Inhalers containing corticosteroids and long-acting beta2-agonists are becoming increasingly important in asthma management. A rapid effect is important to patients, particularly during exacerbations. We compared the onset of bronchodilation and patient-perceived relief from dyspnoea following single-inhaler budesonide/formoterol or salmeterol/fluticasone in a model of acute bronchoconstriction. A randomised, double-blind, double-dummy, single-dose, crossover study included 27 outpatients with asthma (mean age 35 years; mean FEV1 90% predicted normal). Immediately following methacholine-induced bronchoconstriction (fall in FEV1 > or = 30%), patients inhaled budesonide/formoterol (160/4.5 microg, 1 or 2 inhalations; Symbicort Turbuhaler), salmeterol/fluticasone (50/250 microg; Seretide Diskus) or placebo on 4 study days. Lung function and Borg score were assessed for 30 min.

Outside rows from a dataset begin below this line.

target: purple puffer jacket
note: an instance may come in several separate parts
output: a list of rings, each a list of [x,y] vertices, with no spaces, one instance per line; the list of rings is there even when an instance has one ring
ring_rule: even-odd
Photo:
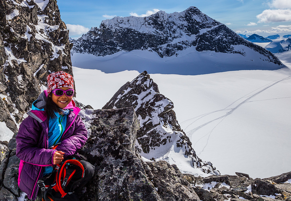
[[[57,151],[65,152],[64,158],[77,153],[88,138],[87,130],[75,106],[68,115],[65,132],[57,150],[48,149],[48,120],[44,111],[31,110],[22,122],[16,137],[16,156],[20,159],[18,184],[30,199],[35,200],[38,180],[42,177],[43,167],[53,165],[52,156]]]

During methacholine-induced provocation (final mean FEV1 62.5% of baseline), mean Borg score increased 10-fold (from 0.3 to 3.0 units). Hereafter, mean FEV1 at 3 min improved significantly more after budesonide/formoterol 1 and 2 inhalations (37 and 38%, respectively) than after salmeterol/fluticasone (23%; P < 0.001) or placebo (10%; P < 0.001). Median recovery times to 85% of baseline FEV1 were shorter for budesonide/formoterol (1 or 2 inhalations: 3.3 and 2.8 min, respectively) than salmeterol/fluticasone (8.9 min; P < 0.001) and placebo (> 30 min). One min after budesonide/formoterol, dyspnoea was significantly reduced (Borg score -0.86 units, both doses) compared with salmeterol/fluticasone (-0.55 units; P < 0.05) and placebo (-0.23 units; P < 0.001). Budesonide/formoterol provides immediate bronchodilation, faster than salmeterol/fluticasone, which patients can feel during acute methacholine-induced bronchoconstriction.